If we ever found life on another planet it would probably be the biggest news of the millennium, and you’d expect the evidence to be published in a highly prestigious journal like Nature or Science. So, when a study claiming that mushrooms are growing on Mars appears in an obscure and largely discredited publication, you have to be more than a little skeptical.
Earlier this week, a preprint of a new study appeared online, bearing the eyebrow-raising title Fungi on Mars? Evidence of Growth and Behavior From Sequential Images. Unfortunately, the paper is due for publication in the journal Advances in Microbiology, which is part of the Scientific Research Publishing (SCIRP) portfolio. Given that SCIRP has a history of plagiarizing articles from other journals, it’s pretty difficult to take any of its content seriously.
The study itself comprises an analysis of images taken by NASA’s Opportunity and Curiosity rovers, which have been carrying out observations on the Red Planet, in addition to photographs taken by the Mars Reconnaissance Orbiter. Using red circles and arrows to highlight certain features, the study authors point out a series of structures that look a lot like rocks but also maybe a tiny bit like puffball mushrooms.
“Fungi thrive in radiation intense environments,” write the authors. “Sequential photos document that fungus-like Martian specimens emerge from the soil and increase in size, including those resembling puffballs.” They go on to claim that the images show some mushrooms regrowing after being destroyed by the wheels of one of the rovers and that “black fungi-bacteria-like specimens” even began growing on the rovers themselves.

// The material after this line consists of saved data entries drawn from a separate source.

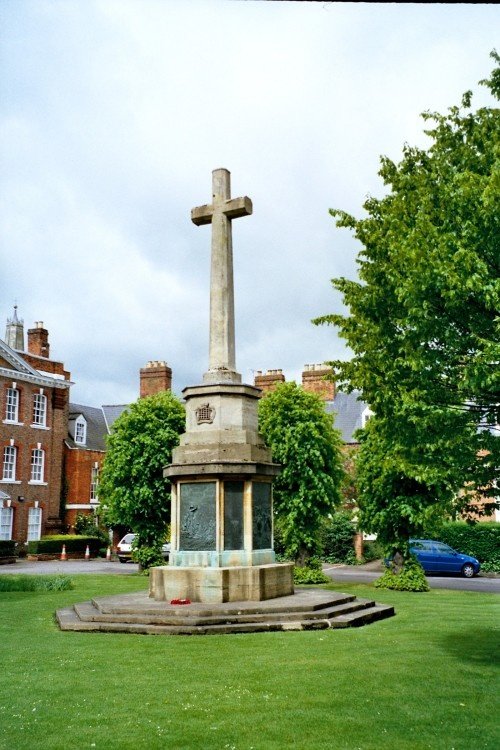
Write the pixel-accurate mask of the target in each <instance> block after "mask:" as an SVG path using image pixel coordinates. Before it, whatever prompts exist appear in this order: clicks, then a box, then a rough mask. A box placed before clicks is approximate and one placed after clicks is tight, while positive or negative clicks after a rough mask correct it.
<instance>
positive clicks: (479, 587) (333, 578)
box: [323, 564, 500, 594]
mask: <svg viewBox="0 0 500 750" xmlns="http://www.w3.org/2000/svg"><path fill="white" fill-rule="evenodd" d="M375 567H377V566H375ZM323 571H324V573H326V575H327V576H328V577H329V578H331V579H332V581H333V582H334V583H339V584H342V582H345V583H373V581H374V580H375V579H377V578H380V576H381V575H382V567H381V566H380V567H379V569H378V570H373V567H372V569H367V568H366V567H365V566H364V565H329V564H325V565H323ZM427 581H428V582H429V586H430V587H431V589H454V590H459V591H480V592H481V593H494V594H500V578H487V577H486V576H485V575H479V576H476V577H475V578H462V577H461V576H451V575H450V576H436V575H428V576H427Z"/></svg>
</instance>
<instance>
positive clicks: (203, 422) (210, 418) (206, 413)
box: [194, 403, 215, 424]
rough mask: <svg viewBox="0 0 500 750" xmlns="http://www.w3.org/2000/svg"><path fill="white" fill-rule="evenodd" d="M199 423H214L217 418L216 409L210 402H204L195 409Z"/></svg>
mask: <svg viewBox="0 0 500 750" xmlns="http://www.w3.org/2000/svg"><path fill="white" fill-rule="evenodd" d="M194 413H195V414H196V423H197V424H212V422H213V421H214V419H215V409H214V407H213V406H210V404H209V403H206V404H202V405H201V406H198V408H197V409H195V410H194Z"/></svg>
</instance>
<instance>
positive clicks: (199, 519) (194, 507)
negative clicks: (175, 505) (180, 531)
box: [179, 482, 216, 551]
mask: <svg viewBox="0 0 500 750" xmlns="http://www.w3.org/2000/svg"><path fill="white" fill-rule="evenodd" d="M179 487H180V495H181V497H180V531H181V534H180V544H179V549H180V550H181V551H182V550H194V551H200V550H214V549H215V548H216V543H215V542H216V540H215V532H216V508H215V498H216V482H183V483H181V484H180V485H179Z"/></svg>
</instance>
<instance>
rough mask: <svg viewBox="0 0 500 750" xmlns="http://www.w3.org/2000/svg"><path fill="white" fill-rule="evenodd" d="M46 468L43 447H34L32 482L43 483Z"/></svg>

The paper points out that the number of white blobs in a particular area increased over several days, suggesting that this can only be explained by the growth of new mushrooms. However, the authors do concede that “similarities in morphology are not proof of life,” and that “minerals, weathering, and unknown geological forces” may explain the features in the images.
Naturally, we can’t completely rule out the existence of mushrooms on Mars – yet the fact that the authors have a track history of making unsubstantiated claims renders their new study particularly difficult to believe. In particular, the involvement of Rhawn Gabriel Joseph undermines the credibility of the entire project.
Nicknamed the Space Tiger King – due to the photographs posted on his frankly ridiculous personal website – Joseph has spent decades erroneously claiming that life has already been discovered on other planets. Back in the 1970s, he began alleging that NASA’s Viking lander had found biological matter, despite the agency stating the exact opposite of this.
After setting up his own journal in an attempt to air his unscientific assertions, he later filed a lawsuit against NASA in order to force them to investigate a structure which he claimed resembled a “putative biological organism”, but which later turned out to be a rock. Bizarrely, however, he did manage to get one study published in the highly respected journal Astrophysics and Space Science in 2019.
The study used grainy images taken by a Russian lander that spent just 127 minutes on the surface of Venus in 1982, claiming that certain features resembled fungi. However, following an investigation by CNET’s Jackson Ryan, the journal retracted the study in October 2020.
Obviously, we have to accept the slim possibility that Joseph and his colleagues could be right, and of course, we’d all be thrilled if there really were mushrooms growing on Mars. However, given the unconvincing nature of the evidence and the fact that Joseph has such a dodgy reputation, the existence of Martian mycelia seems rather unlikely.